Indo-Pac. j. phenomenol. (Online) vol.10 no.1 Grahamstown Mai. 2010

http://dx.doi.org/10.2989/ipjp.2010.10.1.5.1077 

doi: 10.2989/ipjp.2010.10.1.5.1077

 

Living and learning as responsive authoring: Reflections on the feminist critiques of Merleau-Ponty's anonymous body

 

 

Ruyu Hung

 

 


ABSTRACT

Merleau-Ponty's idea of lived body has played a significant role in understanding self-construction and has raised issues about the relationships between the private sense and the public world. Merleau-Ponty argues that the lived body and the world are constructed reciprocally. This notion is acknowledged to be a rich source for feminist thought.

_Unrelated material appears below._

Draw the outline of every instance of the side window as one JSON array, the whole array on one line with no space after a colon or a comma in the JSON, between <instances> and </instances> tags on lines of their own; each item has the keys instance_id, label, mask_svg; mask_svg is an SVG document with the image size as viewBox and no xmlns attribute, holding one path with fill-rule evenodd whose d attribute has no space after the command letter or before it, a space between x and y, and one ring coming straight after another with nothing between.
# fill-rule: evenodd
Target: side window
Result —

Yet there is as much criticism as support of Merleau-Ponty's philosophy from feminists such as Grosz (1994, 1995), Sullivan (1997, 2000, 2001, 2002) and Young (1989). Shannon Sullivan vigorously criticises Merleau-Ponty's lived body as an anonymous body which erases particularities and results in domination. This paper defends Merleau-Ponty's notion by clarifying the meaning of anonymity in terms of the understanding of Merleau-Ponty's lived body as an "author", and as such as incorporating the capacity to resist anonymity, and sustain particularity and difference, through an ongoing process of authoring his/her own lived experience. Ken Plummer's notion of sexual story-telling is used to elaborate the elucidation. In conclusion, the educational implications of resisting anonymity are considered and envisaged in terms of promoting tolerance of difference and assertion of particularity by encouraging and developing the capacity to construct the self through an ongoing process of both responsive and responsible self-authoring.